INTRINSIC PROBES OF SMOOTH MUSCLE MYOSIN DYNAMICS

平滑肌肌球蛋白动力学的内在探针

• 批准号: 7373654
• 负责人: CHRISTOPHER L. BERGER
• 金额: $ 36.92万
• 依托单位: UNIVERSITY OF VERMONT & ST AGRIC COLLEGE
• 依托单位国家: 美国
• 财政年份: 2000
• 资助国家: 美国
• 起止时间: 2000-02-01 至 2010-01-31
• 项目状态: 已结题
• 来源: https://reporter.nih.gov/project-details/7373654
• 关键词: ATP Hydrolysis; ATP phosphohydrolase; ATP-G-actin; Actins; Active Sites; Address; Affinity; Binding; Biochemical; Biological Clocks; Cardiovascular Diseases; Catalytic Domain; Chemicals; Cleaved cell; Coupled; Cytokinesis; DNA Sequence Rearrangement; Disease; Engineering; Event; F-Actin; Familial Hypertrophic Cardiomyopathy; Fluorescence; Fluorescent Probes; Goals; Hydrolysis; Inherited; Kinetics; Lead; Link; Location; Mediating; Molecular; Molecular Motors; Monitor; Motion; Motor; Movement; Muscle; Muscle Contraction; Mutation; Myosin ATPase; Nucleotides; Organelles; Point Mutation; Positioning Attribute; Process; Production; Protein Isoforms; Proteins; Relative (related person); Reporting; Research; Research Personnel; Series; Signal Transduction; Site; Skeletal system; Smooth Muscle Myosins; Solutions; Staging; Structure; Testing; Thinking; Time; Tryptophan; Upper arm; actin 2; cell motility; design; desire; inorganic phosphate; interest; programs; research study; response

The ultimate goal of this proposal is to examine conformational changes at specific locations within smooth muscle myosin using intrinsic tryptophan fluorescence.
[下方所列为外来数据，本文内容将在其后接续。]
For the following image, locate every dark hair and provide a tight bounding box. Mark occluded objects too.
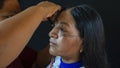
[0,0,5,9]
[71,5,108,68]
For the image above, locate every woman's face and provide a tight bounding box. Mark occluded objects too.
[49,10,82,57]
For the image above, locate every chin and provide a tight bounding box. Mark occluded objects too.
[49,50,57,56]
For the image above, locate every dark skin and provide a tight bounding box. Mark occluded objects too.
[0,0,60,68]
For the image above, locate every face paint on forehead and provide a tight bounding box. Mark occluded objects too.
[48,8,65,24]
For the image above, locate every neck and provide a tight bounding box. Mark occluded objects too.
[62,56,80,63]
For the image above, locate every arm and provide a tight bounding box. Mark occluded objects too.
[0,2,60,67]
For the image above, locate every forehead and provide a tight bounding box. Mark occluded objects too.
[57,9,75,24]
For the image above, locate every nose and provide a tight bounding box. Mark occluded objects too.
[49,28,58,39]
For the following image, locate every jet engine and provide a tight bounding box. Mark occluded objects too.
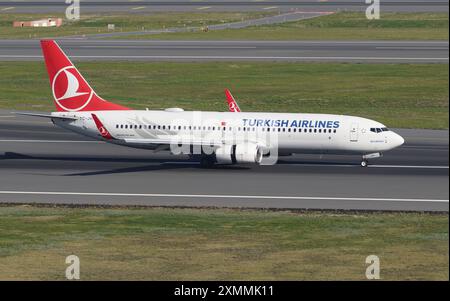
[215,143,263,164]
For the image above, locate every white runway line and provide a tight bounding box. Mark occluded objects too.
[0,190,449,203]
[367,164,448,169]
[0,139,101,143]
[0,55,448,61]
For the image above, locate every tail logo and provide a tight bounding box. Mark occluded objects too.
[228,102,236,112]
[52,66,94,112]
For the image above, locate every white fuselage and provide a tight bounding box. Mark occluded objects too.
[52,110,404,161]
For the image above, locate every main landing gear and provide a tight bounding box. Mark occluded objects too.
[361,153,382,167]
[200,155,216,168]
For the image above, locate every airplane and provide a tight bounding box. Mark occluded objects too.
[17,40,404,167]
[225,89,241,113]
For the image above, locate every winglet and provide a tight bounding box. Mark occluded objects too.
[92,114,115,140]
[225,89,241,112]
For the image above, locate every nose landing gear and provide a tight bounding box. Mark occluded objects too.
[361,153,382,167]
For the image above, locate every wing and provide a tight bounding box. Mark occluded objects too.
[225,89,241,112]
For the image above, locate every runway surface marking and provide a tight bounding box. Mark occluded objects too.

Smooth muscle myosin constructs will be genetically engineered to contain either a single tryptophan or a pair of tryptophans at the desired site of interest, which will provide a unique intrinsic fluorescence signal reporting local conformational and structural changes in response to nucleotide binding, ATP hydrolysis, actin-binding, and lever arm movement. These experiments are complementary to the ongoing structural studies in the field, allowing us to explicitly test predictions about domain movements and structural rearrangements during critical steps in the contractile cycle smooth muscle myosin. Thus we will be able to correlate structural changes in myosin with functional consequences, which relates directly to certain cardiovascular disease. For example, FHC (familial hypertrophic cardiomyopathy) is an inherited, often lethal disease caused by point mutations at key structures within myosin critical to its proper functioning as a molecular motor. We will be examining structural changes in myosin in regions of the molecule directly impacted by mutations that underlie FHC. This will lead to a better understanding of the disease, and thus to better treatment options as well. Therefore, this proposal offers a unique opportunity to critically test fundamental questions about the molecular mechanism of muscle contraction that have not been previously accessible by other spectroscopic probe studies, and the results will have important implications for serious disease states such as FHC.

该提案的最终目标是检查平滑内特定位置的构象变化 使用内在色氨酸荧光的肌肉肌球蛋白。平滑肌肌球蛋白结构将通过遗传 被设计为在所需的感兴趣位点包含单个色氨酸或一对色氨酸，这 将提供独特的内在荧光信号，报告局部构象和结构变化 对核苷酸结合、ATP 水解、肌动蛋白结合和杠杆臂运动的反应。这些实验 与该领域正在进行的结构研究相辅相成，使我们能够明确地测试预测 关于收缩周期平滑关键步骤期间的域运动和结构重排 肌肉肌球蛋白。因此，我们将能够将肌球蛋白的结构变化与功能后果联系起来， 与某些心血管疾病有直接关系。例如，FHC（家族性肥大症） 心肌病）是一种遗传性的、通常致命的疾病，由体内关键结构的点突变引起 肌球蛋白对其作为分子马达的正常功能至关重要。我们将研究结构性变化 分子区域中的肌球蛋白直接受 FHC 突变的影响。这将带来更好的结果 了解该疾病，从而获得更好的治疗方案。因此，本提案提供了一个 批判性测试有关肌肉分子机制的基本问题的独特机会 以前其他光谱探针研究无法获得的收缩，以及结果 将对 FHC 等严重疾病状态产生重要影响。